LOS ANGELES -- As promised by their new owners, the Los Angeles Dodgers were among the most active teams at baseball's trade deadline this year. And Magic Johnson was happy about the haul of slugger Hanley Ramirez, outfielder Shane Victorino and relievers Randy Choate and Brandon League. But in Johnson's eyes, it's never enough.
"We're happy with where we are," said Johnson, one of the Dodgers' new co-owners. "Of course we wanted to do more, but that's how it goes sometimes.
"We definitely want to win this year. We're not sitting back waiting on next year or the year after. We want to win now. As much as we can do, we did. We wanted to do more. But sometimes you don't have the prospects or sometimes you don't want to pay the price the team wants. But we're happy."
Johnson was alluding in part to the Dodgers' pursuit of Chicago Cubs right-hander Ryan Dempster that ended when the Cubs instead opted for the package of prospects offered by the Texas Rangers on Tuesday.
However multiple sources have told ESPNLosAngeles.com that the Dodgers felt they were close on several other impact trades that didn't come to fruition before Tuesday's 1 p.m. deadline but could still be made in August if the players involved clear waivers.
Johnson said his first experience as a baseball owner at the trade deadline was fairly different than what he's experienced in the NBA, with the Los Angeles Lakers.
"To go through it the first time, it's really interesting," Johnson said. "Going through it with the Lakers, usually you only make one move. Here, we can make four or five. (Team president) Stan Kasten actually taught me a lot about how baseball works."
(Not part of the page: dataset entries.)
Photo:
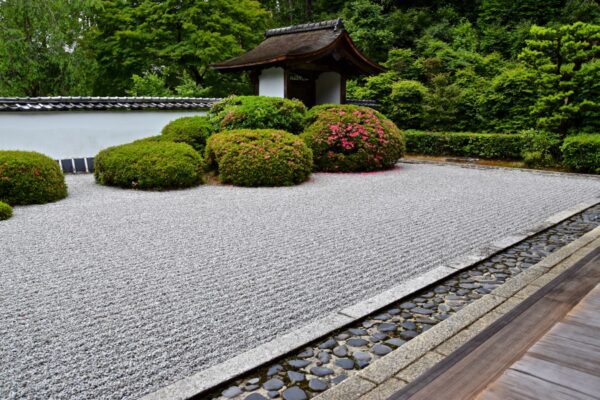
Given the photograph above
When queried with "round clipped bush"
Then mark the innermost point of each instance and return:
(5, 211)
(258, 112)
(27, 177)
(191, 130)
(262, 157)
(348, 138)
(148, 165)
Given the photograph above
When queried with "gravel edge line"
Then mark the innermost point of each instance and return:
(212, 377)
(402, 366)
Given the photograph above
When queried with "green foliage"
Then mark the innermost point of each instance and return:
(191, 130)
(5, 211)
(462, 144)
(541, 149)
(150, 84)
(149, 165)
(366, 21)
(27, 177)
(347, 138)
(406, 103)
(262, 157)
(173, 39)
(581, 153)
(565, 60)
(508, 101)
(258, 112)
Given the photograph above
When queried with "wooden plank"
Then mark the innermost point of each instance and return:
(516, 385)
(577, 332)
(467, 371)
(567, 352)
(558, 374)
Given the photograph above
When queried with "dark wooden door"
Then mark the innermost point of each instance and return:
(301, 88)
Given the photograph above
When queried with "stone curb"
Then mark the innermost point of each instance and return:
(420, 347)
(479, 166)
(212, 377)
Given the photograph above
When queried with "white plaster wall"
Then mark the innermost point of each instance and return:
(271, 82)
(329, 88)
(75, 134)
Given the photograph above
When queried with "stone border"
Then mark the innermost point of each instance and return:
(210, 378)
(468, 163)
(390, 373)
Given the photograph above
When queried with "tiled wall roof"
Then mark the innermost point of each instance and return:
(103, 103)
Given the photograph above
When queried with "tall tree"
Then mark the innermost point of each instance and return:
(172, 38)
(568, 72)
(40, 47)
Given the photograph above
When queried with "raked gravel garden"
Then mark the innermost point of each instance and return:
(113, 294)
(189, 248)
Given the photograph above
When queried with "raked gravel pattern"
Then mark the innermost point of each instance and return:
(113, 294)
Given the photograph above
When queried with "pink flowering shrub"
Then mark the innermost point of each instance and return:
(348, 138)
(260, 157)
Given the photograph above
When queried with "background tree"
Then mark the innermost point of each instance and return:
(40, 48)
(172, 39)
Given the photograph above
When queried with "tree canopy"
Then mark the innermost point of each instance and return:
(480, 65)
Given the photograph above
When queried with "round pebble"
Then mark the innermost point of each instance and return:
(273, 384)
(317, 385)
(344, 363)
(381, 349)
(294, 393)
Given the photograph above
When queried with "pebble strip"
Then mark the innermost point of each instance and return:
(328, 362)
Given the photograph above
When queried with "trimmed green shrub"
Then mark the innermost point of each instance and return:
(461, 144)
(191, 130)
(541, 149)
(258, 112)
(348, 138)
(27, 177)
(5, 211)
(581, 153)
(148, 165)
(262, 157)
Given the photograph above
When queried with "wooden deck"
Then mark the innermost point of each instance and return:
(563, 364)
(547, 348)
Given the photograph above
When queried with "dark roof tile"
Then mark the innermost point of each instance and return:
(61, 103)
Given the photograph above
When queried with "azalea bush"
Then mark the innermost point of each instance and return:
(492, 146)
(262, 157)
(348, 138)
(27, 177)
(5, 211)
(148, 165)
(258, 112)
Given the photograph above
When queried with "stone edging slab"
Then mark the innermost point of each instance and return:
(423, 352)
(212, 377)
(480, 166)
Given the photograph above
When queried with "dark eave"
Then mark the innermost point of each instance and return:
(308, 43)
(11, 104)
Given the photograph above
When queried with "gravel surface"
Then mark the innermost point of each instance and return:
(113, 294)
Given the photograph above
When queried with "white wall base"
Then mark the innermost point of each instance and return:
(78, 134)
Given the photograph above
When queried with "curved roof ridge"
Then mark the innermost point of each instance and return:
(334, 24)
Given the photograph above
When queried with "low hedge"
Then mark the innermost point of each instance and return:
(258, 112)
(148, 165)
(581, 153)
(191, 130)
(262, 157)
(27, 177)
(349, 138)
(5, 211)
(462, 144)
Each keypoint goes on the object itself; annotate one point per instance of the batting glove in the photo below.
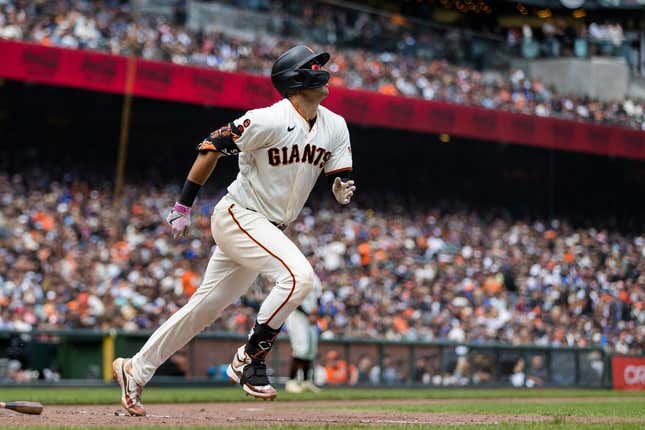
(343, 191)
(179, 220)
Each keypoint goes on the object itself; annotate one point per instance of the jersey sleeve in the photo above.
(341, 157)
(256, 130)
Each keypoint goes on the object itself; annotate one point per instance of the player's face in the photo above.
(320, 92)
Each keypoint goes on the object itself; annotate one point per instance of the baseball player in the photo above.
(282, 150)
(303, 336)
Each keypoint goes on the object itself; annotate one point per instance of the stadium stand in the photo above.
(69, 258)
(399, 71)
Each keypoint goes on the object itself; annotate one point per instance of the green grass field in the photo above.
(559, 408)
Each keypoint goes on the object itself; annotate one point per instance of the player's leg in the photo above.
(256, 243)
(224, 281)
(308, 384)
(297, 325)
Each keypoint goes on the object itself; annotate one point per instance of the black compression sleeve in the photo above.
(189, 192)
Johnson said he and controlling owner Mark Walter were involved in all the highest-level discussions, but their role was to authorize them, not consult on whether they made for good baseball moves.
"That's not my job," Johnson said. "We got two capable people. Ned (Colletti) is great. Stan is outstanding. I can't make baseball trades. That's not who I am. I listened to Stan when he was coming by every couple innings (Monday night)."
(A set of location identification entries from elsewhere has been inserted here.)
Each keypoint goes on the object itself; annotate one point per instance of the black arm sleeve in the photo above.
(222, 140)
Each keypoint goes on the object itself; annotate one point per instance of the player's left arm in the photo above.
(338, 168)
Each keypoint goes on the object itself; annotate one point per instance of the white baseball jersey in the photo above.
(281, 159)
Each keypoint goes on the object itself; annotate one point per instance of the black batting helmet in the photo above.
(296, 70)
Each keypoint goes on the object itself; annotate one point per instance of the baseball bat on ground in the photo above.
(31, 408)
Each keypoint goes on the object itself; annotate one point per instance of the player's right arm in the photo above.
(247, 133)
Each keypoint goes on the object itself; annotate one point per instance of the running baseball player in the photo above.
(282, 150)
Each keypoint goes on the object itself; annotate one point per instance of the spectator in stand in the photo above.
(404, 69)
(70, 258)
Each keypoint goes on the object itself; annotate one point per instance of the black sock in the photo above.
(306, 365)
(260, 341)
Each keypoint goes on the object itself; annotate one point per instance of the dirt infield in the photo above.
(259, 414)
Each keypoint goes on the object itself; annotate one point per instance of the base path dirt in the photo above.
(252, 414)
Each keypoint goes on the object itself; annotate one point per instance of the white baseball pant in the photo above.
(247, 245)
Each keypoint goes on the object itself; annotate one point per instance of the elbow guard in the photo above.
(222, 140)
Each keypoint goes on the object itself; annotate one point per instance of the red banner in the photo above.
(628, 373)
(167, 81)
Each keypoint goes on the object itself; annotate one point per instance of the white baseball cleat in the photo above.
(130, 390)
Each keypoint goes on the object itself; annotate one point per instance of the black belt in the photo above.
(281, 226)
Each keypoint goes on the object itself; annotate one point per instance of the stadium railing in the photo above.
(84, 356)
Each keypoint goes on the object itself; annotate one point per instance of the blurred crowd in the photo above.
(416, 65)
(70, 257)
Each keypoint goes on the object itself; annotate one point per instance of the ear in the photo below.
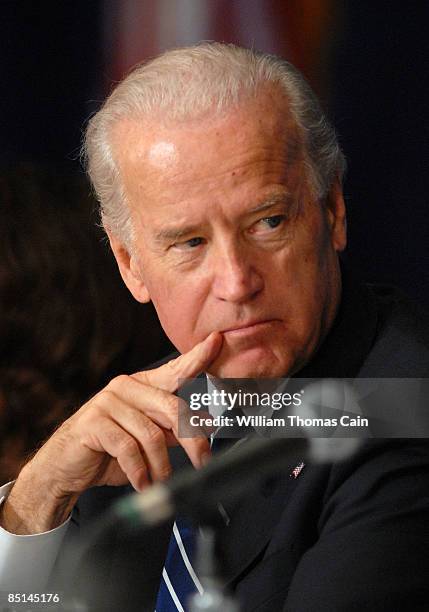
(130, 270)
(336, 212)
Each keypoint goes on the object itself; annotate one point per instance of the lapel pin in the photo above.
(297, 470)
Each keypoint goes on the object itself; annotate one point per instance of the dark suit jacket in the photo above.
(343, 537)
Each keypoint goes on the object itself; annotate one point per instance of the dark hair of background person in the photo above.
(67, 322)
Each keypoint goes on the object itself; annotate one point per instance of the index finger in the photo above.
(188, 365)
Walter, the CEO of the investment firm Guggenheim Partners, echoed Johnson's sentiment.
"I think we are a very competitive team now. But you can always get better," Walter said. "Do you really ever want to say we did enough? That's not an attitude I really want a lot of around here. I guess if the entire All-Star team is on your team, you could feel like you had enough. But I don't want to think that way. That's not how you want to look at it."
Johnson has drawn some criticism locally for not spending as much time at Dodger Stadium as he initially said he would. His commitments as an NBA analyst for ESPN kept him away for much of the spring, then he took a vacation to Europe, where he was photographed on a yacht.
Walter told ESPNLosAngeles.com that he had no problem with Johnson's vacation.
"He was on vacation. I don't know if people know that he does that," Walter said, laughing. "He booked that boat a year ago. It's not the kind of thing you just walk away from. I was like, 'Yeah, of course, Magic. Go.'"
Asked how involved Johnson has been, Walter and Kasten said they talked to him almost every day, multiple times a day.
"He's completely focused," Walter said. "We have meetings once a month where we go over what we're trying to get done. We talk all the time."
Walter added that Johnson played a key role in recruiting Cuban star Yasiel Puig, whom the Dodgers signed to a seven-year, $42 million contract in June.
For his part, Johnson said he regretted saying he'd be at the stadium every day but insisted that he's been deeply involved in Dodger business even when he was away.
"Everybody has the intention to do the right thing. But once I got in, I just saw that I couldn't do that.
"I found that I physically can't be here every day, but that's not saying I'm not in contact every day. No owner has to be at the park every day. What we have to do is make sure we put this team in a position to win. That's what we've done."